O vereador Braulio Lara, candidato a deputado federal pelo partido Novo, acionou o Tribunal Regional Eleitoral de Minas Gerais (TRE-MG) após a remoção de oito bandeiras, sendo quatro de sua campanha e quatro da candidata Elizete Loide Gonçalves Tavares, do MDB. Segundo informações, a equipe de Lara notou o desaparecimento dos materiais no final da tarde de quarta-feira, dia 26 de agosto.
A Secretaria Municipal de Obras e Infraestrutura informou que as bandeiras removidas estavam localizadas em uma área em que os serviços estavam sendo realizados. A pasta ainda destacou que, se materiais de campanha continuarem a causar interferências no andamento das obras, eles serão realocados para um ponto próximo, mantendo sua visibilidade.
Após a retirada, a Polícia Militar de Minas Gerais (PMMG) foi acionada e, conforme a petição de Lara, as bandeiras foram encontradas dentro do canteiro de obras do Viaduto Saramenha. Lara defende que a instalação das bandeiras estava regular e que não havia qualquer ordem da Justiça Eleitoral que justificasse a remoção.

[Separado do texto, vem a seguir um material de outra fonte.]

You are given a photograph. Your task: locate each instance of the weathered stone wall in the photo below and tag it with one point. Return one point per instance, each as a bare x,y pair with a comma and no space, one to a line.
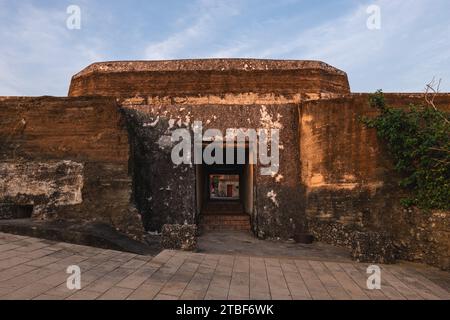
278,199
62,145
208,76
350,181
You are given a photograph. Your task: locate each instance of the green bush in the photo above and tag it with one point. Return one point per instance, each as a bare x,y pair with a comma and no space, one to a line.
418,138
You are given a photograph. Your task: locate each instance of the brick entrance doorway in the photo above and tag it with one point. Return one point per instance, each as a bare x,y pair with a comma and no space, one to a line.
225,194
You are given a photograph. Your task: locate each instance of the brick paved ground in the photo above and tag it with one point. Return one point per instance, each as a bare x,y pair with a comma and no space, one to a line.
36,269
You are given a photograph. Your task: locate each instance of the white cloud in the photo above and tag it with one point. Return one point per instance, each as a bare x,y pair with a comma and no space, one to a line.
42,53
205,23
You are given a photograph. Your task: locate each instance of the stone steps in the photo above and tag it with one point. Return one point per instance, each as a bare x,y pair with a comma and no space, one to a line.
225,222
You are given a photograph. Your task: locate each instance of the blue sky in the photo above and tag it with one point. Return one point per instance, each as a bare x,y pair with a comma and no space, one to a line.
39,54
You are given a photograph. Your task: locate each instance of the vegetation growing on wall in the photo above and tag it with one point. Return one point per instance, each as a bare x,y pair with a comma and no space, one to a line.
418,138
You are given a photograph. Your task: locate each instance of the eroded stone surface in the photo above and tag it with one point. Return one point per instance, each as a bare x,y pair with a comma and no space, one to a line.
44,185
176,236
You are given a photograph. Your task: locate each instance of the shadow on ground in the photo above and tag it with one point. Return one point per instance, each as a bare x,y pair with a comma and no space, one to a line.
91,234
244,243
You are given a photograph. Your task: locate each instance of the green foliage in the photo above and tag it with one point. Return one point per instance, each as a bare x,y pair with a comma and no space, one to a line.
418,138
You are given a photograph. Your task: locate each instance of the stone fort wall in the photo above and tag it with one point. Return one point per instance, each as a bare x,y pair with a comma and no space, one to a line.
88,158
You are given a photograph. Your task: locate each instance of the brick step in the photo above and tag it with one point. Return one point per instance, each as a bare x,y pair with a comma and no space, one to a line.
225,222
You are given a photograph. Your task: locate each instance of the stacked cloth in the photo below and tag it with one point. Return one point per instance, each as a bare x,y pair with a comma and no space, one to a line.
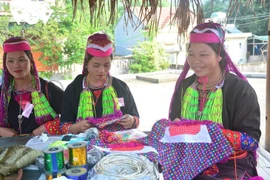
182,155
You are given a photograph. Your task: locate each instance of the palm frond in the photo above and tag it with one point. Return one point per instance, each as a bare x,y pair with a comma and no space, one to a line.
185,11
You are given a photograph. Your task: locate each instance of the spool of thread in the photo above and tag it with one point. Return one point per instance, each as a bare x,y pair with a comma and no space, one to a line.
83,166
77,154
51,176
54,160
77,174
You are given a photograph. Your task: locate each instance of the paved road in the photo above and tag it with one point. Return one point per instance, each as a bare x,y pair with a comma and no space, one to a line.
153,99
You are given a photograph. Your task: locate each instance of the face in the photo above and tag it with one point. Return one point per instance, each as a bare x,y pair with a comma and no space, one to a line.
18,64
203,60
98,67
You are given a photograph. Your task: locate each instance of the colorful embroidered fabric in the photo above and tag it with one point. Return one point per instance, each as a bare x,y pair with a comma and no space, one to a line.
110,106
240,141
108,139
212,109
53,127
187,160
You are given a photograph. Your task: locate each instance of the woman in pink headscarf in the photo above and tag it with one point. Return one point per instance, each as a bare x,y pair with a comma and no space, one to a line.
217,91
95,98
24,108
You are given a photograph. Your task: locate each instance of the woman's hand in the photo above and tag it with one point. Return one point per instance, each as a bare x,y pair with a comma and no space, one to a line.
38,131
15,176
127,121
7,132
79,127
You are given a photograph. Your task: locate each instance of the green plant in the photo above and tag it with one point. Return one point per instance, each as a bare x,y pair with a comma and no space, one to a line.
149,56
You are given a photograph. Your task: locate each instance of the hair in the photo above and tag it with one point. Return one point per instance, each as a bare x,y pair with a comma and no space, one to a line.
27,52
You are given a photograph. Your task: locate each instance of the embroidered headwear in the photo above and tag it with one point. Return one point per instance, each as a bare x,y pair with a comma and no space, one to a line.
43,111
98,45
209,33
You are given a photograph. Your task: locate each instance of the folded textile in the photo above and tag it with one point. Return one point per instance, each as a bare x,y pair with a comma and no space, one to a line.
16,157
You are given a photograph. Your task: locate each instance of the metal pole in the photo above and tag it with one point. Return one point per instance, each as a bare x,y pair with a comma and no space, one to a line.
267,120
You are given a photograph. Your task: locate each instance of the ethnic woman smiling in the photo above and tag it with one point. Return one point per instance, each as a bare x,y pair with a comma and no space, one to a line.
24,109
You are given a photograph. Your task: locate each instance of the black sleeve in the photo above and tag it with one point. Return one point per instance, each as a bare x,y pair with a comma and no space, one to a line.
124,92
55,97
130,105
70,101
247,112
175,110
241,110
53,94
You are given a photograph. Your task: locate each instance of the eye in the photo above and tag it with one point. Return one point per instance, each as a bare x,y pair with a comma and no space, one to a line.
10,60
22,59
204,54
107,65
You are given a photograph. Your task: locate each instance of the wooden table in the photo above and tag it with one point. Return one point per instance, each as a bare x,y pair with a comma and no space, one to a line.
263,160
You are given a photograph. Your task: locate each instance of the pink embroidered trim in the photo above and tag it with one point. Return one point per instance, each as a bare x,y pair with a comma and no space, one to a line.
204,38
16,46
99,53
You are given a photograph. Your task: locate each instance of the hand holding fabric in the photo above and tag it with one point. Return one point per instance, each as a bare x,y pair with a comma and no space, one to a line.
127,121
79,127
38,131
7,132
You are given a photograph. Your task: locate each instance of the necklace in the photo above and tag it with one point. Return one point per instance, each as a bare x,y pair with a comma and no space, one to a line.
202,86
104,84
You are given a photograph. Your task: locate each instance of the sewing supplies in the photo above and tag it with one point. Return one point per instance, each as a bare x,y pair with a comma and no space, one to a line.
125,166
52,176
106,123
77,173
54,161
77,154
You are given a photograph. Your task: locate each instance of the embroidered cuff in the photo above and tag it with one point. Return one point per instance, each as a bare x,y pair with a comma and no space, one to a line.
136,122
65,128
53,127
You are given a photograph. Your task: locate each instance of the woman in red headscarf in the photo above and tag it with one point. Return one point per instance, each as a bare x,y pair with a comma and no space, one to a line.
217,91
95,98
24,108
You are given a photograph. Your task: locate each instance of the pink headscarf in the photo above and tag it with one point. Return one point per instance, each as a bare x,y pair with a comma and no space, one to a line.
209,32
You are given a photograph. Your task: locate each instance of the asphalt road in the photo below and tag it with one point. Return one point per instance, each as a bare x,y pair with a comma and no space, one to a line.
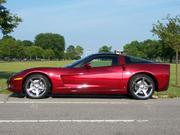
89,116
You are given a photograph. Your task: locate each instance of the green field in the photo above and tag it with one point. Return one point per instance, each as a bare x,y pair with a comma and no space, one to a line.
8,68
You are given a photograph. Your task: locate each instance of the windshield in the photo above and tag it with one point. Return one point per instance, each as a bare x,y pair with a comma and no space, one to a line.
77,62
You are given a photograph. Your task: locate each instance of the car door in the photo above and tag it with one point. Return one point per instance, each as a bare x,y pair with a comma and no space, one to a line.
103,76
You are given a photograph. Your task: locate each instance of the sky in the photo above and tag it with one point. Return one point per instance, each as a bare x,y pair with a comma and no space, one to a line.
91,23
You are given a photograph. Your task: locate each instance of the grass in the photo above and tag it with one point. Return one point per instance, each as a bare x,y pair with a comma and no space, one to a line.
8,68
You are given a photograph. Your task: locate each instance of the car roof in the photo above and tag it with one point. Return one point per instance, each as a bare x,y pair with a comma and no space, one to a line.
105,53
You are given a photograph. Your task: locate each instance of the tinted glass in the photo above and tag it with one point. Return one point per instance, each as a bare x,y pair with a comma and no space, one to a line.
134,60
104,61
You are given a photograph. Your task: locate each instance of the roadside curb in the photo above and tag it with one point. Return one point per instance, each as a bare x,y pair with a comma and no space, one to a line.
4,97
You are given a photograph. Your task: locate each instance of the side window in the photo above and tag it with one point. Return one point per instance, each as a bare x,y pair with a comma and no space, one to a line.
134,60
104,61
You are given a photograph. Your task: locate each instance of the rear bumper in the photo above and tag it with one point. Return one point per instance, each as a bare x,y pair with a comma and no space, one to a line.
14,85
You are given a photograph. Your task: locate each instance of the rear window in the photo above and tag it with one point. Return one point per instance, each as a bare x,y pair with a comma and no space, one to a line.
135,60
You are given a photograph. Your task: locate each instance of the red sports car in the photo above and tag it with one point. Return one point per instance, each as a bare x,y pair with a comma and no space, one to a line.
105,73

Em sua representação protocolada no TRE-MG, Lara solicita a investigação de possíveis irregularidades por parte de agentes públicos, citando o prefeito Álvaro Damião, do União Brasil, e o secretário municipal de Obras e Infraestrutura, Leonardo José Gomes Neto, além de um segurança do canteiro. Entre as medidas requeridas estão a preservação de imagens de câmeras de segurança, registros de portaria e escalas de funcionários, além de informações sobre eventuais ordens para a retirada das bandeiras.
A defesa do candidato também pediu a realização de busca e apreensão tanto no canteiro de obras quanto na sede da Secretaria Municipal de Obras e Infraestrutura, além da oitiva de testemunhas. O processo foi protocolado na quinta-feira, dia 27 de agosto, e agora as acusações serão analisadas pela Justiça Eleitoral.